One of the hardest things I ever had to debug was a generational garbage collector (each session took days).
A feature such as this would have been enormously useful, but only if it could cover the entire heap. YMMV.
Regards,
Tommy
On 19.11.2015 22:30, Tim Newsome wrote:
> I took a read through your slides. (I like this presentation format, but
> I'd like to see slide N/M displayed at the bottom.)
Yeah, I used this reveal.js for the first time, seems it is an easy way
to do online slides with markdown and host them on github. Will see if
there is an N/M display option. Thanks.
> Using glip over JTAG seems a bit heavy-weight for a small processor.
> This might be fine for a full-featured CPU with several cores, but it
> seems a bit wasteful for a microcontroller. For instance, it requires
> sending 48 bits of data just to set up a data transfer, which is a huge
> amount of overhead since typical data transfers are small. (User prints
> out the value of a register, changes the value of a variable, etc.) On
> most 32-bit processors, 48 bits might be the largest register in the
> chip, just to accommodate this overhead! There are large data transfers,
> but even there you're limited by the size of a reasonable register on a
> chip. Nobody's going to put a 4KB shift register on the chip just to be
> able to efficiently download a program. (Maybe you can reuse on-chip
> cache for that, but I suspect just adding the hardware to turn it into a
> shift register is prohibitively expensive.)

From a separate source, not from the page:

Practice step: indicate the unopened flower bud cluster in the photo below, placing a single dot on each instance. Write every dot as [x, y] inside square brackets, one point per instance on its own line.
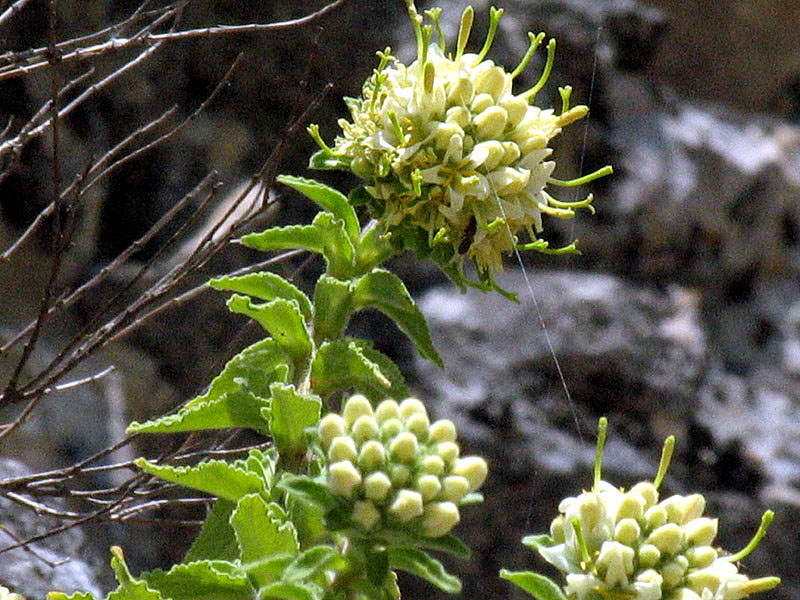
[447, 148]
[397, 468]
[610, 542]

It is more or less I/O driven. If you have no high-speed I/O you can use
JTAG and that only brings you to decent speed for live tracing if you
use large shift registers. If you don't use a large shift register, your
throughput will be less of course. But that gives you what you also get
with standard JTAG debug interfaces, right?
But as said, I see the JTAG option more as a generic option if you start
using open soc debug.
> Your ideas of having one component trigger trace on another are more
> interesting to me.
This is indeed an interesting topic in research and already done in some
companis, like what someone else on the thread mentioned as online trace
processing. A good starting point if you are interested in this topic is
a nice presentation from a workshop we held
(http://www.mad-workshop.de/2013.html):
http://www.mad-workshop.de/slides/7_1.pdf
> Typo on the DEBUG PROCESSORS slides: microporgrams
Thanks for pointing out. I will do a revision and also include plans to
add a logic analyzer module type.
Best,
Stefan
On 20 Nov 2015, at 03:46, Tim Newsome <t...@sifive.com> wrote:
I fully agree on Richard's NEXUS opinion and would like to add that even
the industry that created it doesn't use it widely. Together with it
being a closed standard I think there remains no good reason to use it.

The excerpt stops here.